Inhale… and exhale

How Pleasant Valley girls’ sports improve their mental game


Karin Fowler

Runners Khushi and Muskan Mehta come together after finishing the Spartan Challenge on September 4th.

Karin Fowler, Sports Editor

As more and more sports teams at Pleasant Valley qualify for their respective state tournaments, fans are left wondering just what it is that Spartan athletes have that the rest of the state is missing. The truth is, high school athletics are no longer just a battle of physical skill. 

It’s a battle of mental skill, too. 

Two of  PV Girls’ varsity teams have implemented aspects of mindfulness as a standard practice in order to give them an edge over the competition. The effects of yoga and team bonding has led to great success.
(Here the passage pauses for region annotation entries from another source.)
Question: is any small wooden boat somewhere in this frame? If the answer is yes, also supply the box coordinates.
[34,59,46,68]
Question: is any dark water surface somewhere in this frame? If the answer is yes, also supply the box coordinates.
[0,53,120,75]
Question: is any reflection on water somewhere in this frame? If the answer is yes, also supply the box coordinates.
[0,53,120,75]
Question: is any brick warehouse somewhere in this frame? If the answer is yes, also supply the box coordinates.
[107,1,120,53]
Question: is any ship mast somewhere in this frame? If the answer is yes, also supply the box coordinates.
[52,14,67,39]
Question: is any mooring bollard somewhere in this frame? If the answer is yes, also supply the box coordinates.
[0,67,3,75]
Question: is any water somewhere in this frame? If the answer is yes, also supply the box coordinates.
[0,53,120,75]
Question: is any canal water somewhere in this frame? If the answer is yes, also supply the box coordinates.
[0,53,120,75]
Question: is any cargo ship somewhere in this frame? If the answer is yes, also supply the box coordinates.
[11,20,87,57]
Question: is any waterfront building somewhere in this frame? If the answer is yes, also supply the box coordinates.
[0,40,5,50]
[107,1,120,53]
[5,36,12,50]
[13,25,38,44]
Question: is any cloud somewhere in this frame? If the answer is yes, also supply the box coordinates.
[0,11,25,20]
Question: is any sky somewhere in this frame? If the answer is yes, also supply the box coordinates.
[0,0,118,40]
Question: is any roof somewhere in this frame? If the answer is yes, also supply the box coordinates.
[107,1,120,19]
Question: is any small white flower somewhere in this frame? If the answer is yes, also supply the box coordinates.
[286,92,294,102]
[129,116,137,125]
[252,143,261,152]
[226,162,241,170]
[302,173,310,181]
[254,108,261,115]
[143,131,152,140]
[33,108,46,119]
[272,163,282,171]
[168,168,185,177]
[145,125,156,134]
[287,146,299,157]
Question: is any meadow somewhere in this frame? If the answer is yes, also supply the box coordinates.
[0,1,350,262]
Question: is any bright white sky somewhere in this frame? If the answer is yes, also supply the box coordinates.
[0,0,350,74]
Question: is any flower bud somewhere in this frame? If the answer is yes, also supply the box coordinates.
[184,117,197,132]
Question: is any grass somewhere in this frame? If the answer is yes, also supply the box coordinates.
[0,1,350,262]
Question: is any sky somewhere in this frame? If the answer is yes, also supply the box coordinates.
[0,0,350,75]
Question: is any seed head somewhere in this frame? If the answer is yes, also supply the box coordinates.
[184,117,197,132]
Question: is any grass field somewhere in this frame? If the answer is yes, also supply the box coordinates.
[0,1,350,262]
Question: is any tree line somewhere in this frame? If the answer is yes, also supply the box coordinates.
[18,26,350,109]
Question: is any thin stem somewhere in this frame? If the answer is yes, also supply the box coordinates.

Since 2019, the PV volleyball team has qualified for the state tournament and this past fall clenched the school’s first state championship. For the past four years, one thing has improved their game and set them apart from the competition: biweekly yoga sessions.

What started off as a way to recover and improve flexibility soon developed into much more. 

Head Coach Amber Hall has found that the practice has helped transform the way her team manages high pressure situations. “It really elevates us as a whole program,” Hall said. “Especially in those pressure situations. Just knowing and trusting that we got this, and being able to learn and grow.” 

Similar to the volleyball team, the girls’ varsity cross country team has adopted similar changes. Eager to do better after an impressive second-place finish at the state meet last fall, the team has altered their practice schedule with ‘We Wednesdays.’

Senior Riley Asselin describes We Wednesdays as a practice where runners branch out and run with new people in order to build a more positive environment and create a connected collective group. “Our team this year is stronger than we have been in the past couple years,” Asselin said. She credits her coach for the recent improvements in team chemistry. The pack mentality, and the idea of using one another as motivation, has been their focus. 

Although We Wednesdays are a new addition to practice, Asselin is already seeing and feeling the results. “In races there are points where you want to give up so it’s nice having a teammate next to you that will motivate you to keep trying,” she continued. 

Why are these two strategies successful? Psychology teacher and certified yoga instructor, Ann Berger says one thing. Repetition. 

As PV’s athletic department has demonstrated, the idea of incorporating mindfulness into a team’s routine is a practice that has recently become popular. However, Berger advocates that mindfulness is not supposed to be ‘trendy’; it’s supposed to be helpful. “If the focus is on the ‘W’, then it’s not genuine,” Berger said. “People will be their best if we look at that practice for the right reasons.” Berger encourages all teams at PV to consider adding in consistent mindfulness to practice.

As the 2022 fall season kicks off, both the volleyball and girls’ cross country teams should be kept on everyone’s radar as they gradually work towards a state title.